"These results place the bone marrow as a central player in the association between metabolic disorders and atherosclerosis - a mechanism that was previously unknown," Dr. Borja Ibanez of Centro Nacional de Investigaciones Cardiovasculares in Madrid (CNIC) told Reuters Health by email. "What surprised us most is the fact that bone marrow hyperreaction is maximal in the presence of risk factors associated with metabolic syndrome."
"While it is speculative at this moment," he said, "we believe that targeting the bone marrow might be a novel therapeutic approach to reduce the massive burden of atherosclerosis in a world where metabolic syndrome - obesity and other factors - is massively growing."
Principal investigator Dr. Valentin Fuster, CNIC Director, added, "What is fascinating is that we are dealing here with a defense mechanism of the bone marrow to take care of the excess of cholesterol in the artery, but (this) mechanism can turn against the patient if the response is excessive, such as shown in this study when the response is induced by a number of metabolic syndrome risk factors."
Experimental studies suggest that increased bone marrow activity is involved in the association between cardiovascular risk factors and inflammation in atherosclerosis, Drs. Ibanez, Fuster and colleagues note in the European Heart Journal. However, human data have been sparse.
To investigate the connection, the researchers performed whole body vascular 18F-fluorodeoxyglucose positron emission tomography/magnetic resonance imaging (18F-FDG PET/MRI) in 745 apparently healthy individuals (median age 50.5; 84% men) from the Progression of Early Subclinical Atherosclerosis (PESA) study.
Bone marrow activation - defined as BM18F-FDG uptake above the median maximal standardized uptake value - was assessed in the lumbar vertebrae (L3-L4). Systemic inflammation was indexed from circulating biomarkers.
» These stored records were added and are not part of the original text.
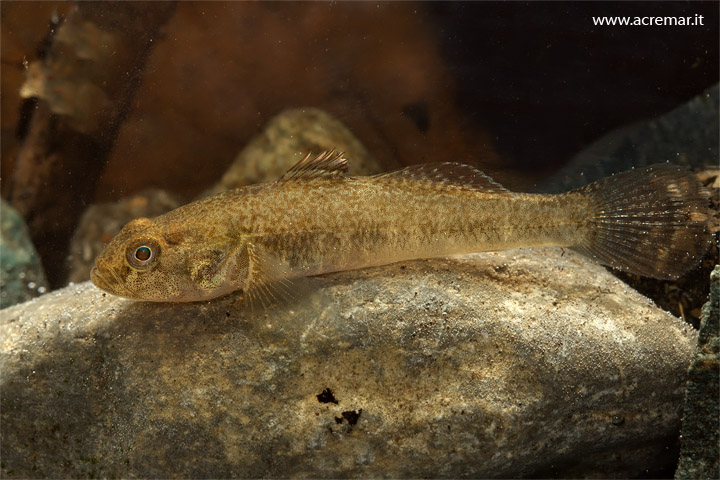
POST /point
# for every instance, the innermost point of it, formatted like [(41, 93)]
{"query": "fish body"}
[(316, 220)]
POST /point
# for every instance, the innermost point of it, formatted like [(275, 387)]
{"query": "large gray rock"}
[(521, 363)]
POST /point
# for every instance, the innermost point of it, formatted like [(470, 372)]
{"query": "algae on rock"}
[(21, 275), (522, 363)]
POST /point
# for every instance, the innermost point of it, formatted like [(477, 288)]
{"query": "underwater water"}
[(117, 111)]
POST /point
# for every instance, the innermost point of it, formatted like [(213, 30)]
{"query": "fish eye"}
[(142, 254)]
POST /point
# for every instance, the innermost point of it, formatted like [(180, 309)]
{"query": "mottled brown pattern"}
[(314, 220)]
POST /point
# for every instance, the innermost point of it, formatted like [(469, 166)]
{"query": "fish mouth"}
[(98, 280), (102, 283)]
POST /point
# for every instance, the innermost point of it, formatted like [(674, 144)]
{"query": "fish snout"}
[(98, 279)]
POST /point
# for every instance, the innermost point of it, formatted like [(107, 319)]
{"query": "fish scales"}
[(315, 220)]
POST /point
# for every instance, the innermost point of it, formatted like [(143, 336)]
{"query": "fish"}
[(315, 219)]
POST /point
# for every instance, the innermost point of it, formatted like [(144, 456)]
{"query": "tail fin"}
[(653, 222)]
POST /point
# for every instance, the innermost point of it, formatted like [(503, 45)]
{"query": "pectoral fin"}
[(268, 280)]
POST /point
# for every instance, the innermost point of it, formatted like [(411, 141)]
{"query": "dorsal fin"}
[(448, 173), (327, 164)]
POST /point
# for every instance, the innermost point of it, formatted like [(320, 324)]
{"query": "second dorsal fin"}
[(448, 173), (327, 164)]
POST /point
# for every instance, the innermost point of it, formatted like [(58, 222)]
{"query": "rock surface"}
[(522, 363), (21, 276), (100, 223), (286, 139)]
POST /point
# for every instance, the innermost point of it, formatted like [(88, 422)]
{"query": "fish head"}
[(145, 262)]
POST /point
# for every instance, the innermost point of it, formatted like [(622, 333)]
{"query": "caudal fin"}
[(653, 222)]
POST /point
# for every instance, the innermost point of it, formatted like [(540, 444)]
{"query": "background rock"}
[(688, 135), (286, 139), (521, 363), (21, 274)]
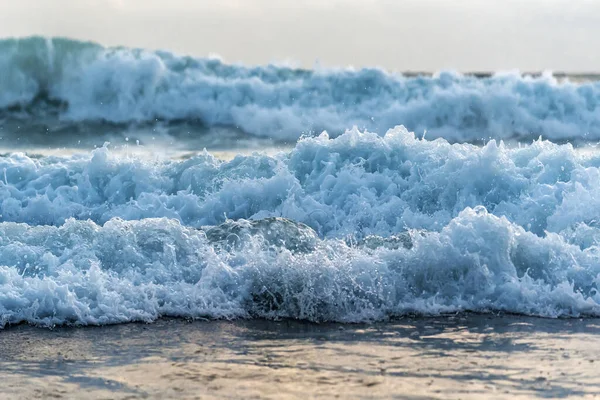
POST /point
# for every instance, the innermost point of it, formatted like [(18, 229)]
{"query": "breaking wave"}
[(77, 82), (361, 227)]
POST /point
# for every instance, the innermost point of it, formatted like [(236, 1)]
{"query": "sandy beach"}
[(458, 357)]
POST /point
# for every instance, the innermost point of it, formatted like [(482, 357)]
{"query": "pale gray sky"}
[(394, 34)]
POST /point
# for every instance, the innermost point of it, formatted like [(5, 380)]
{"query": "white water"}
[(82, 82), (102, 238)]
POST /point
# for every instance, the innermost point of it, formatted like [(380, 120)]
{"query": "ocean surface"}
[(348, 195)]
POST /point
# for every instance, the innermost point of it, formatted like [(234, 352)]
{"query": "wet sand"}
[(466, 356)]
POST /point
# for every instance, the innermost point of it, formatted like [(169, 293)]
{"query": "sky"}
[(399, 35)]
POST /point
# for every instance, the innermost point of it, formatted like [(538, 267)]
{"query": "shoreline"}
[(462, 356)]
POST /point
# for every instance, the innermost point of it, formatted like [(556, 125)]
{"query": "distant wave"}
[(367, 228), (78, 82)]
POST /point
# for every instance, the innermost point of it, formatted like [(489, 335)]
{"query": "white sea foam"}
[(85, 82), (102, 238)]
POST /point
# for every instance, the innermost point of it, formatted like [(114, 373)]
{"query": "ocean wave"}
[(83, 82), (361, 227)]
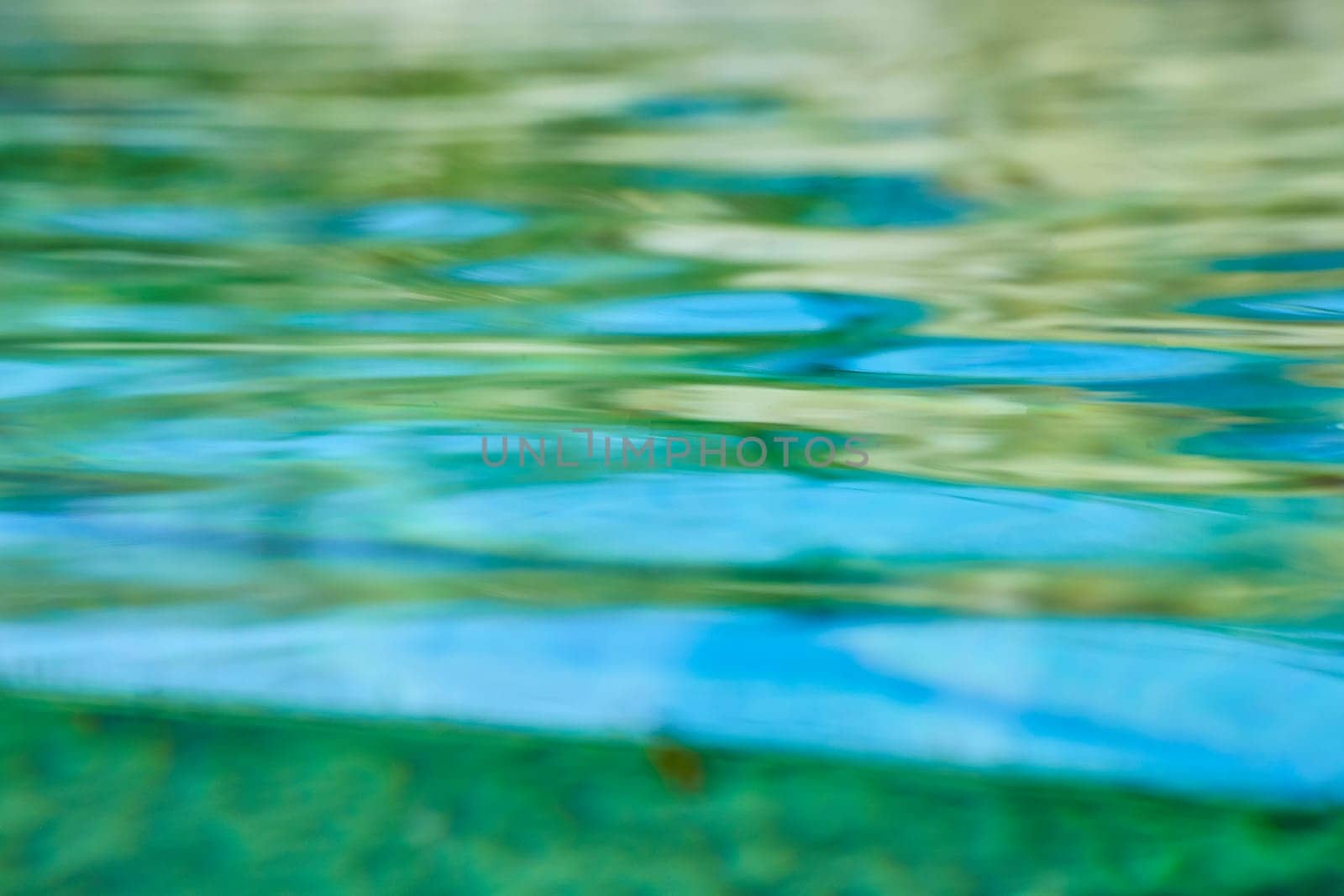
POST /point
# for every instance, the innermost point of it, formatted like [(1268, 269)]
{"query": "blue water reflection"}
[(837, 201), (1195, 710), (1314, 305)]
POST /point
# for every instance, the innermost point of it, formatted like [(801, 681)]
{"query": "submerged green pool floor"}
[(129, 801)]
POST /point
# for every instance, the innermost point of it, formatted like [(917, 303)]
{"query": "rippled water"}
[(1074, 281)]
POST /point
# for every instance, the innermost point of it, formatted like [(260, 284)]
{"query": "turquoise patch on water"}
[(564, 270), (837, 201), (743, 313), (1284, 443), (1186, 708), (698, 109), (1315, 305), (678, 517), (154, 223), (1305, 261), (423, 221), (1054, 363)]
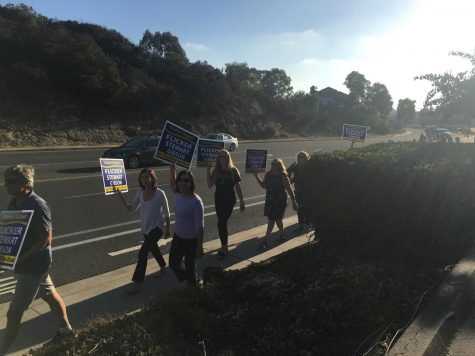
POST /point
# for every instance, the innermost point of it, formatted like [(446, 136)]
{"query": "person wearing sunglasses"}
[(295, 172), (225, 176), (154, 219), (276, 183), (34, 261), (187, 240)]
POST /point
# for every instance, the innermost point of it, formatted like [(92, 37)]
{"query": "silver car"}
[(230, 142)]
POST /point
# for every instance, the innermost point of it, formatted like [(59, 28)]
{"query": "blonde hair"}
[(23, 173), (217, 164), (303, 153)]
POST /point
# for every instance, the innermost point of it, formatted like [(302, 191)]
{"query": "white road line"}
[(54, 163), (161, 242), (71, 234), (102, 193), (98, 175), (7, 286), (128, 232)]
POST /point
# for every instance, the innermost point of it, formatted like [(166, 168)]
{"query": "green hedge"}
[(400, 202)]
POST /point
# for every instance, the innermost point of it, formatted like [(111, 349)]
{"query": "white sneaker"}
[(160, 273)]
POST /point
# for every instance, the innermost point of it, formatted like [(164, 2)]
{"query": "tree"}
[(357, 85), (276, 84), (453, 94), (379, 98), (165, 45), (406, 111)]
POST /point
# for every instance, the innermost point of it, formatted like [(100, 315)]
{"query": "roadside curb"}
[(430, 333)]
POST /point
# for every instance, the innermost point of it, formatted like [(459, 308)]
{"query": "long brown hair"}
[(192, 180)]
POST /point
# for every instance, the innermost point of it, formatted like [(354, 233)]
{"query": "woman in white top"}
[(189, 226), (154, 218)]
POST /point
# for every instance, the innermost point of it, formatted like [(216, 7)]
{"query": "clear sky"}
[(316, 42)]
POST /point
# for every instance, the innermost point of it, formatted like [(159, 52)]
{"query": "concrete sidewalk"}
[(104, 294)]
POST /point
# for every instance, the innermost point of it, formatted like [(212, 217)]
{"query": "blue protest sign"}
[(113, 175), (256, 161), (354, 132), (176, 145), (13, 228), (207, 152)]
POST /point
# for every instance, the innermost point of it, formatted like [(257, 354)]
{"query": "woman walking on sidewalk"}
[(276, 183), (295, 174), (226, 178), (189, 226), (154, 214)]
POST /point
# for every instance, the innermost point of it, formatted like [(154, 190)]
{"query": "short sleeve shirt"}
[(40, 224)]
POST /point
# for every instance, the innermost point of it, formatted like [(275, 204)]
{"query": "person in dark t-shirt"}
[(32, 266), (226, 178)]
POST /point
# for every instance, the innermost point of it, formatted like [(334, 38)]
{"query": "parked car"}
[(230, 142), (135, 152)]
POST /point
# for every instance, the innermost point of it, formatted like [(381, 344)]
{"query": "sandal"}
[(222, 254)]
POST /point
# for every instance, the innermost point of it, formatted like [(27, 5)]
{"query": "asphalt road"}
[(93, 233)]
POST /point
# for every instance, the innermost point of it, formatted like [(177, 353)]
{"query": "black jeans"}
[(183, 248), (150, 244), (224, 209)]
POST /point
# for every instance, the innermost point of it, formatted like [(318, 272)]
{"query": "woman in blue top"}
[(189, 226), (154, 218), (276, 183), (226, 178)]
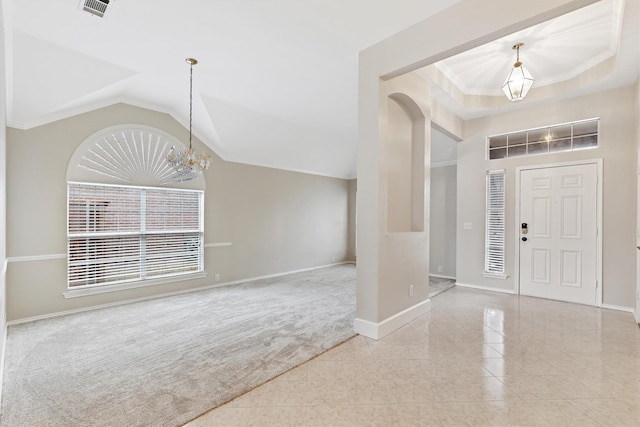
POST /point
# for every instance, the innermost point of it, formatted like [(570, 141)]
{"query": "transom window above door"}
[(549, 139)]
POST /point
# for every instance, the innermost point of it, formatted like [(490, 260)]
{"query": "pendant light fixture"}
[(519, 80), (187, 162)]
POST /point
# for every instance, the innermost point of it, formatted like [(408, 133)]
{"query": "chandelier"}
[(519, 80), (188, 162)]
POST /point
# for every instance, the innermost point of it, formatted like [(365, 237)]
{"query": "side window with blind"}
[(495, 224), (119, 234)]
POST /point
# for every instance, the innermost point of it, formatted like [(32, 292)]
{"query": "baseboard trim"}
[(486, 288), (161, 295), (441, 276), (378, 330), (619, 308)]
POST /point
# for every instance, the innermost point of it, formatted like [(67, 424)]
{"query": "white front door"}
[(558, 233)]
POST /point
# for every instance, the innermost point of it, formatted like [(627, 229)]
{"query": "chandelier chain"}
[(190, 101)]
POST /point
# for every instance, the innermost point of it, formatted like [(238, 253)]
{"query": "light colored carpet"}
[(165, 361)]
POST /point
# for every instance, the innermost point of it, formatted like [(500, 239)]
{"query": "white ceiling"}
[(276, 83)]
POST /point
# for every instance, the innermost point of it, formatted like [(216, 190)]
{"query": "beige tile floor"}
[(478, 359)]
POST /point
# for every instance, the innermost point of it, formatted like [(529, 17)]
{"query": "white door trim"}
[(598, 163)]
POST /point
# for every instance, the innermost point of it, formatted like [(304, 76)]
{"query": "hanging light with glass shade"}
[(519, 80), (188, 162)]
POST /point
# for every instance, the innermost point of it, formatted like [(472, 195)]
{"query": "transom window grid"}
[(122, 234), (550, 139), (495, 223)]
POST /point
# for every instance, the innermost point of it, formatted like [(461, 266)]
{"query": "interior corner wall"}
[(351, 242), (442, 237), (275, 221), (3, 204), (617, 142), (637, 115)]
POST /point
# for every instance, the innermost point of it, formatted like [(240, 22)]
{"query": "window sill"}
[(74, 293), (501, 276)]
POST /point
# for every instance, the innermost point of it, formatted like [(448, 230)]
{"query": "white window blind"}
[(495, 217), (122, 233)]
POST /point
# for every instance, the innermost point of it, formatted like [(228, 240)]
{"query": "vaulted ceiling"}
[(276, 84)]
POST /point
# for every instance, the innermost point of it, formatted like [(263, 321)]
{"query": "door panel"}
[(558, 245)]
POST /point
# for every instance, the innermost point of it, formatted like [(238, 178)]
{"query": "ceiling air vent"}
[(96, 7)]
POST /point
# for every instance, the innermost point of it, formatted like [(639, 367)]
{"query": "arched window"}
[(131, 218)]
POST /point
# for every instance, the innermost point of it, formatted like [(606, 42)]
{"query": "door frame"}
[(598, 162)]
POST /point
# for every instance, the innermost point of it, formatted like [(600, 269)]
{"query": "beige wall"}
[(618, 125), (3, 227), (637, 115), (442, 228), (276, 221), (382, 291), (351, 245)]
Early atherosclerosis was assessed by 18F-FDG uptake in five vascular territories, whereas late atherosclerosis was evaluated by fully formed plaques on MRI.
Participants with bone marrow activation were more frequently men (87.6% vs. 80.0%) and more frequently had metabolic syndrome (22.2% vs. 6.7%).
Bone marrow activation was significantly associated with all metabolic syndrome components. It was also associated increased hematopoiesis - characterized by significantly elevated leucocyte (mainly neutrophil and monocytes) and erythrocyte counts - and with markers of systemic inflammation, including high-sensitivity C-reactive protein, ferritin, fibrinogen, P-selectin, and vascular cell adhesion molecule-1.
Even in the subgroup with no systemic inflammation, the associations between bone marrow activation and metabolic syndrome and increased erythropoiesis were maintained.
Bone marrow activation was significantly associated with high arterial metabolic activity (18F-FDG uptake). Further, the co-occurrence of bone marrow activation and high arterial metabolic activity was associated with more advanced atherosclerosis - i.e., plaque burden.
The authors conclude, "Bone marrow activation appears to be an early phenomenon in atherosclerosis development."
Dr. James Udelson, Chief of Cardiology at Tufts Medical Center in Boston, commented on the study in an email to Reuters Health, "We have increasingly understood the importance of inflammation as a critical component driving the process of atherosclerosis. This study suggests, however, that bone marrow activation identifying cells that can produce inflammatory molecules are present even very early in the process of atherosclerosis, long before any blockages in arteries become severe."
"From a clinical perspective," he said, "it does raise the possibility of looking for evidence of inflammation very early in people who might be at risk of atherosclerosis."
"At the moment, it is critical to screen people according to current primary prevention guidelines, and treat lipids as indicated, as well as urge adoption of healthy lifestyle attributes," he said. "Down the line, addressing early inflammation may be another layer to add on to prevention."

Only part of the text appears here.